All eyes are on Wednesday’s 11:00 (GMT+2) release of euro-area inflation. Economists expect headline CPI to hold at 2.0% year-over-year—right on the ECB’s target—and core at 2.3%. A print in line with forecasts would suggest stable price pressures and justify a steady policy stance until the growth hit from U.S. tariffs becomes clearer—likely toward year-end. A Reuters poll shows most economists expect the ECB to keep rates unchanged until December, with easing possible thereafter.
United Kingdom
Sterling is gaining on the dollar but losing ground to the euro and yen.
On Wednesday at 08:00 (GMT+2), the UK CPI is expected to accelerate to 4.0% year-over-year from 3.6%, with core up to 3.8% from 3.7%—evidence of lingering inflation. That backdrop argues for a pause from the Bank of England after August’s cut from 4.25% to 4.00%, a move passed by just one vote, highlighting deep divisions on the Committee and fragile support for the dovish camp.
Japan
The yen is strengthening against the euro, pound, and dollar.
Preliminary Q2 GDP topped expectations, rising 0.3% q/q (vs. 0.1% forecast) and 1.3% y/y (vs. 0.5%), helped by exports that stayed resilient despite U.S. tariff pressure. Private consumption—over half of output—rose 0.2% (vs. 0.1% expected), capex increased 1.3%, and June industrial production rebounded to 2.1% from -0.1%. With inflation still running above the 2.0% target, the Bank of Japan has room to continue gradual tightening.
Australia
The Australian dollar is weaker versus the euro and yen, but firmer against the pound and U.S. dollar.

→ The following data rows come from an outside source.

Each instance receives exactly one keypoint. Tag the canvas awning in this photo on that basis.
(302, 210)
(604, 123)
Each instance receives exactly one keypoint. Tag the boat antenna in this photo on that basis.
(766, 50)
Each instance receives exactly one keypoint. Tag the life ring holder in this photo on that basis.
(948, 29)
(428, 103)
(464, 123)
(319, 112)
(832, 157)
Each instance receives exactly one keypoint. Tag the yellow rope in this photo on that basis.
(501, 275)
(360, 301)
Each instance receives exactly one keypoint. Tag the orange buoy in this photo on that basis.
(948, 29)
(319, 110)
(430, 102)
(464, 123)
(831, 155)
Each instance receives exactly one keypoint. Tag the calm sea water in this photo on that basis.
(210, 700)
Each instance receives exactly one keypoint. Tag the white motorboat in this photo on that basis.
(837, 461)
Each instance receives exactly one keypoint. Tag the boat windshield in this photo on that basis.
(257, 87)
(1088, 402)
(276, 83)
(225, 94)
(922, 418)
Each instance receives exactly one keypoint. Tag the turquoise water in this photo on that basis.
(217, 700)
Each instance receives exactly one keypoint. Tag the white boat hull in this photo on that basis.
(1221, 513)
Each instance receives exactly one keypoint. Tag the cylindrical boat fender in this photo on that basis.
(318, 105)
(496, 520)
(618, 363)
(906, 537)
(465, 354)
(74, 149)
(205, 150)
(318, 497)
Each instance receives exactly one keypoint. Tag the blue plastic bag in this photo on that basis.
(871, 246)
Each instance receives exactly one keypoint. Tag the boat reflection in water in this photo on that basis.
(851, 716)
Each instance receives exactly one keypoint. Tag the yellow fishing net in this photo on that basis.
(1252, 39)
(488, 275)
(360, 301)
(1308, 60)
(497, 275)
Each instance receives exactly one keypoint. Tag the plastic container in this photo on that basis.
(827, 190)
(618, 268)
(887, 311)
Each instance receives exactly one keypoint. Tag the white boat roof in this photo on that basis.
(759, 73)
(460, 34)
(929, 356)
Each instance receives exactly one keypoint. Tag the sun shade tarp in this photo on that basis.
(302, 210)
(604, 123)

July labor data were mixed but decent: unemployment dipped to 4.2% from 4.3% (in line with forecasts), employment rose 24.5k (just shy of 25.3k expected), and full-time jobs swung from -36.7k to +60.5k. Many analysts see the improvement as temporary, expecting joblessness to drift back to 4.3% and hover there for years. The RBA is still seen cutting at least once more before year-end, likely in November.
Oil
Crude is edging lower after weak July data from China: industrial production slowed to 5.7% from 6.8% (an eight-month low) and retail sales fell to 3.7% versus 4.6% expected—signs of cooling demand in the world’s leading oil importer and a risk to global consumption.
Markets are also watching today’s meeting between U.S. President Donald Trump and Russia’s Vladimir Putin. A breakthrough on the Russia-Ukraine conflict could see some sanctions on Russian hydrocarbon exports lifted, boosting supply and pressuring prices. Failing that, the White House may pursue additional tariffs on buyers of Russian energy, which would lend support to crude.